Someone more familiar with SLP should have a look at the diffs, but we need to address the compile-time question.
The artificial limit is only there to guard against excessive compile-time cost, so do you have data to show that difference? Or does this patch solve the (potential) problem in another way?
More discussion here:
https://bugs.llvm.org/show_bug.cgi?id=17170

ABataev updated this revision to Diff 137030.Mar 5 2018, 9:49 AM

Reduced complexity of the stores vectorization.

lebedev.ri added inline comments.
lib/Transforms/Vectorize/SLPVectorizer.cpp
5336–5337

The std::max() is not a typo? Might warrant a comment.

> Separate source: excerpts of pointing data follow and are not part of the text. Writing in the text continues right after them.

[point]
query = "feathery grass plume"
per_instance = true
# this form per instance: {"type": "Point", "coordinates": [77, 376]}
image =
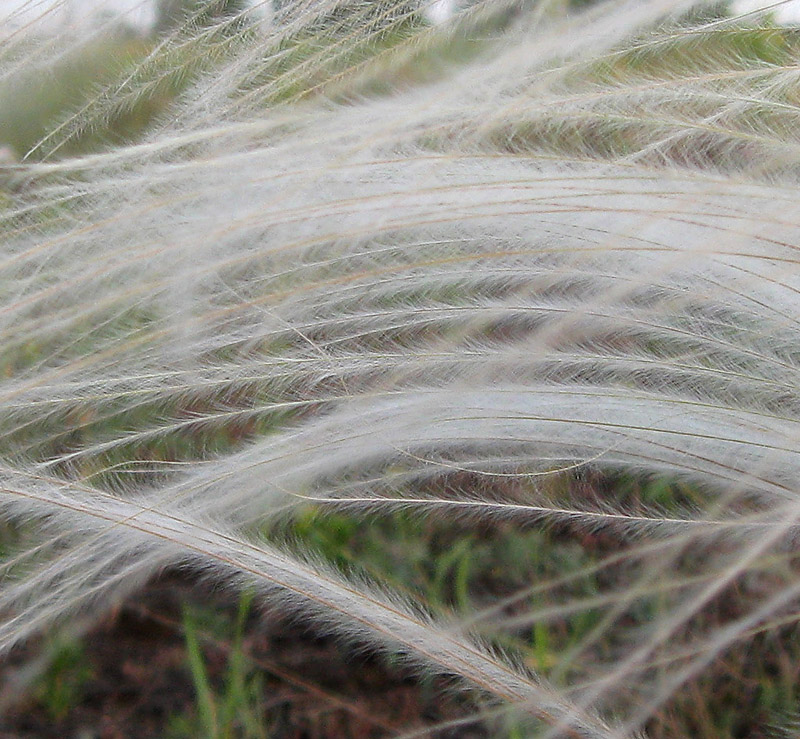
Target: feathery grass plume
{"type": "Point", "coordinates": [371, 261]}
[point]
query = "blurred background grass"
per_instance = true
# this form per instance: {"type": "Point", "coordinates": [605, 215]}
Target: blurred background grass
{"type": "Point", "coordinates": [230, 674]}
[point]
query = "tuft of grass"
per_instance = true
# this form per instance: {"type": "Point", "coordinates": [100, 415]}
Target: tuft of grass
{"type": "Point", "coordinates": [474, 345]}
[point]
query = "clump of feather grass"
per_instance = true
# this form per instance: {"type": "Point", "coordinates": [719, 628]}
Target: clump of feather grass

ABataev updated this revision to Diff 137042.Mar 5 2018, 10:44 AM

Fixed typo max->min

Someone more familiar with SLP should have a look at the diffs, but we need to address the compile-time question.
The artificial limit is only there to guard against excessive compile-time cost, so do you have data to show that difference? Or does this patch solve the (potential) problem in another way?
More discussion here:
https://bugs.llvm.org/show_bug.cgi?id=17170

Just some theoretical thoughts. The complexity of the original implementation is O(n), while the complexity of the updated patch is O(n * log n);

lib/Transforms/Vectorize/SLPVectorizer.cpp
5336–5337

Yes, it is a typo, must be min, thanks!

lebedev.ri added inline comments.Mar 5 2018, 11:00 AM
lib/Transforms/Vectorize/SLPVectorizer.cpp
5336–5337

Then you probably want to add a test :)

ABataev updated this revision to Diff 137064.Mar 5 2018, 12:31 PM

Updated test checks for maximum depth length lookup.

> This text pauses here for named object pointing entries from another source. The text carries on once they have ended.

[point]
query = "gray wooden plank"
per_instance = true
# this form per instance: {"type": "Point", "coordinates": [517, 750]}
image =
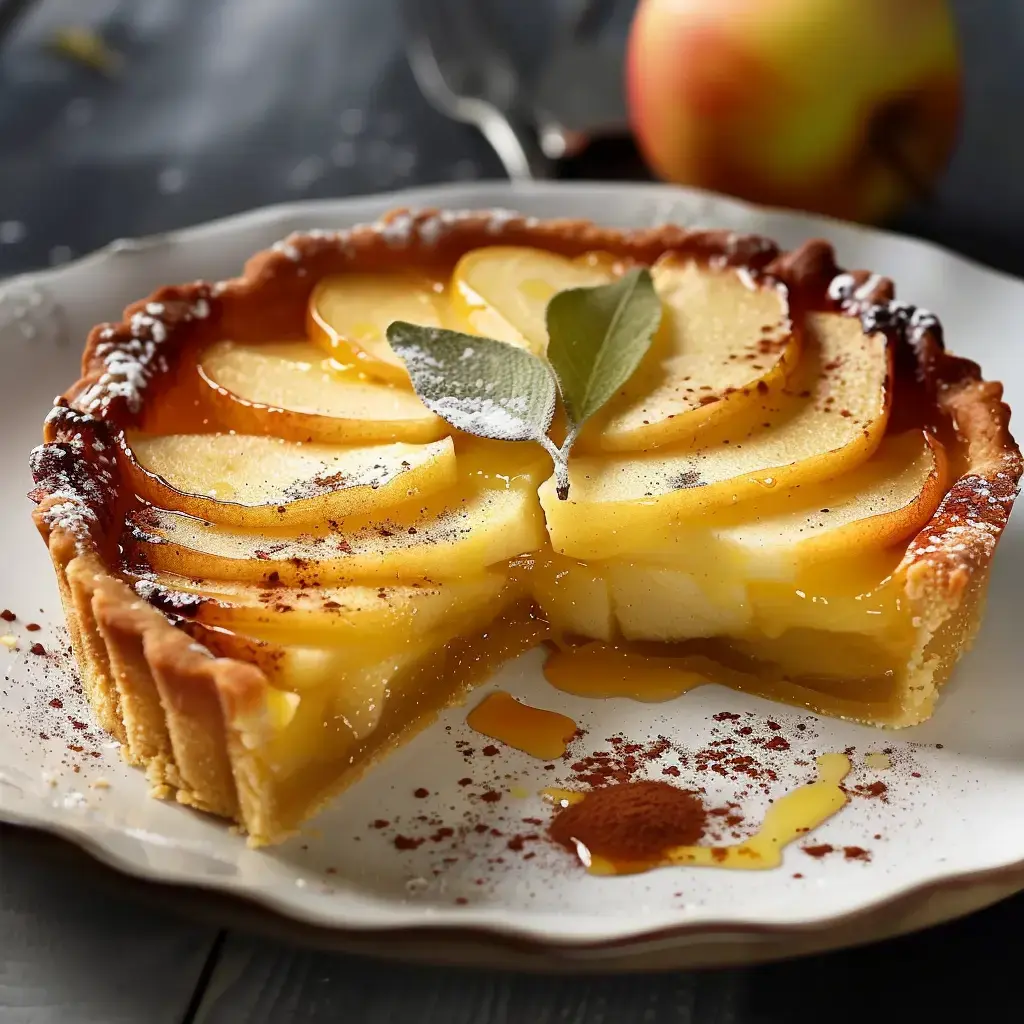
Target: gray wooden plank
{"type": "Point", "coordinates": [76, 950]}
{"type": "Point", "coordinates": [261, 982]}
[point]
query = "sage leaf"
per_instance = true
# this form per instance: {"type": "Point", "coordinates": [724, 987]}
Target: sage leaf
{"type": "Point", "coordinates": [597, 337]}
{"type": "Point", "coordinates": [484, 387]}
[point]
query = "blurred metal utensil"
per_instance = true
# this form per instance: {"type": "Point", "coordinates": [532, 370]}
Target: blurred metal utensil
{"type": "Point", "coordinates": [467, 76]}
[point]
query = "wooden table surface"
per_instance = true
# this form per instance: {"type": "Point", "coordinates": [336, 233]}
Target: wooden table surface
{"type": "Point", "coordinates": [226, 104]}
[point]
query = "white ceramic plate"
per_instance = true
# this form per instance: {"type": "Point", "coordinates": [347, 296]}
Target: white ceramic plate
{"type": "Point", "coordinates": [946, 840]}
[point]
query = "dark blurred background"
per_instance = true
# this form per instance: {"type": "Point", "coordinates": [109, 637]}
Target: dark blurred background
{"type": "Point", "coordinates": [214, 107]}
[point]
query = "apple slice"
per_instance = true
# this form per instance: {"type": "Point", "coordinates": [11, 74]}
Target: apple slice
{"type": "Point", "coordinates": [354, 614]}
{"type": "Point", "coordinates": [503, 291]}
{"type": "Point", "coordinates": [724, 342]}
{"type": "Point", "coordinates": [349, 314]}
{"type": "Point", "coordinates": [625, 504]}
{"type": "Point", "coordinates": [886, 500]}
{"type": "Point", "coordinates": [242, 480]}
{"type": "Point", "coordinates": [458, 532]}
{"type": "Point", "coordinates": [573, 597]}
{"type": "Point", "coordinates": [291, 390]}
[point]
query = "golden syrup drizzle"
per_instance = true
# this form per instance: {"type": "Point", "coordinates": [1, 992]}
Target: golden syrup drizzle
{"type": "Point", "coordinates": [600, 670]}
{"type": "Point", "coordinates": [790, 818]}
{"type": "Point", "coordinates": [562, 798]}
{"type": "Point", "coordinates": [540, 733]}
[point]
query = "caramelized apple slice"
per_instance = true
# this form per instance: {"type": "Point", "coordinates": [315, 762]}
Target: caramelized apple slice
{"type": "Point", "coordinates": [625, 504]}
{"type": "Point", "coordinates": [292, 390]}
{"type": "Point", "coordinates": [724, 342]}
{"type": "Point", "coordinates": [887, 500]}
{"type": "Point", "coordinates": [354, 614]}
{"type": "Point", "coordinates": [349, 315]}
{"type": "Point", "coordinates": [503, 291]}
{"type": "Point", "coordinates": [573, 596]}
{"type": "Point", "coordinates": [456, 534]}
{"type": "Point", "coordinates": [242, 480]}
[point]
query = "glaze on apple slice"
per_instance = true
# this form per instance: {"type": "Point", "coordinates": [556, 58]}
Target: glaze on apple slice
{"type": "Point", "coordinates": [246, 480]}
{"type": "Point", "coordinates": [292, 390]}
{"type": "Point", "coordinates": [834, 423]}
{"type": "Point", "coordinates": [725, 342]}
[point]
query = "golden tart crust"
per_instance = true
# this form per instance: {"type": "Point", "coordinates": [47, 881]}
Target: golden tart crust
{"type": "Point", "coordinates": [192, 719]}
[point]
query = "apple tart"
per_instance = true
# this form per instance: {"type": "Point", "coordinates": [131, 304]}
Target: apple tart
{"type": "Point", "coordinates": [283, 543]}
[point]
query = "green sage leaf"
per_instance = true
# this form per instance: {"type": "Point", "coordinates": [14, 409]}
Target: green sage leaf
{"type": "Point", "coordinates": [597, 337]}
{"type": "Point", "coordinates": [484, 387]}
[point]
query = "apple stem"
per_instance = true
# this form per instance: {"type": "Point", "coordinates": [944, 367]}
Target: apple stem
{"type": "Point", "coordinates": [888, 139]}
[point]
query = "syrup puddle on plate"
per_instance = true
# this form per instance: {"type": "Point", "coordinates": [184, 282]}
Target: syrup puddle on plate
{"type": "Point", "coordinates": [541, 733]}
{"type": "Point", "coordinates": [790, 818]}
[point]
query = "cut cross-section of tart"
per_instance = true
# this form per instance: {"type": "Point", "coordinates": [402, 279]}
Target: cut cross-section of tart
{"type": "Point", "coordinates": [279, 561]}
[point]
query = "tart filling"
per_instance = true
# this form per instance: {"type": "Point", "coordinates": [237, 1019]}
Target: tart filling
{"type": "Point", "coordinates": [276, 562]}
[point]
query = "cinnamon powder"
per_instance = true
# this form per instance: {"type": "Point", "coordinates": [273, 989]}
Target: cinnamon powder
{"type": "Point", "coordinates": [631, 821]}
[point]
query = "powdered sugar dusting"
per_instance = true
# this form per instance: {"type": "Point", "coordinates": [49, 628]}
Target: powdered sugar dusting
{"type": "Point", "coordinates": [129, 361]}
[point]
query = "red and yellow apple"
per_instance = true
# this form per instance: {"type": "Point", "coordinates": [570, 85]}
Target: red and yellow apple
{"type": "Point", "coordinates": [843, 107]}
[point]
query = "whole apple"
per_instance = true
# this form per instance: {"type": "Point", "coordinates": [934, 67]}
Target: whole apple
{"type": "Point", "coordinates": [847, 108]}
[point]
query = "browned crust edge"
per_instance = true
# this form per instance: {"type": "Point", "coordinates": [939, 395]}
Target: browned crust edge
{"type": "Point", "coordinates": [190, 718]}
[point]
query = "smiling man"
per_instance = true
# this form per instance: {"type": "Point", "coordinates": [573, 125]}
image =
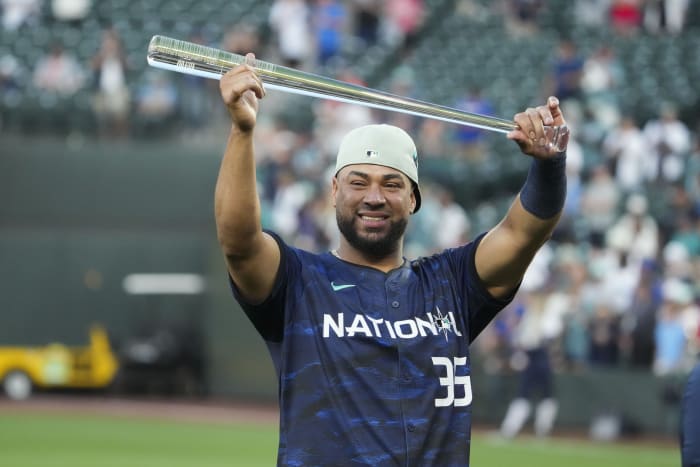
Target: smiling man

ABataev updated this revision to Diff 218762.Sep 4 2019, 11:57 AM
ABataev marked an inline comment as done.

Rebase

Herald added a project: Restricted Project. · View Herald TranscriptSep 4 2019, 11:57 AM

please can you rebase now that D29641 has landed

RKSimon added inline comments.Wed, Sep 25, 10:48 AM
test/Transforms/SLPVectorizer/X86/arith-add-ssat.ll
99

This change is surprising, given how slow v2i64 ADD/SUB are on SLM

ABataev marked an inline comment as done.Wed, Sep 25, 11:08 AM
ABataev added inline comments.
test/Transforms/SLPVectorizer/X86/arith-add-ssat.ll
99

I believe it is the problem of the cost model. Most probably, it will be changed with D42981.

Please can you rebase to see if my SLM cost changes fixes the saturated arithmetic changes?

test/Transforms/SLPVectorizer/X86/cast.ll
22 ↗(On Diff #221573)

Please check this - it looks superfluous (and is under an unused prefix)

ABataev updated this revision to Diff 221937.Thu, Sep 26, 6:50 AM

Rebase + fix for the test.

RKSimon added inline comments.Thu, Sep 26, 10:17 AM
test/Transforms/SLPVectorizer/X86/pr35497.ll
2

Why the duplicated -slp-vectorizer?

ABataev marked an inline comment as done.Thu, Sep 26, 10:35 AM
ABataev added inline comments.
test/Transforms/SLPVectorizer/X86/pr35497.ll
2

Need to run the pass twice to get the code in pr35497 fully vectorized.

ABataev updated this revision to Diff 224053.Wed, Oct 9, 7:27 AM

Rebase + added analysis of target register width.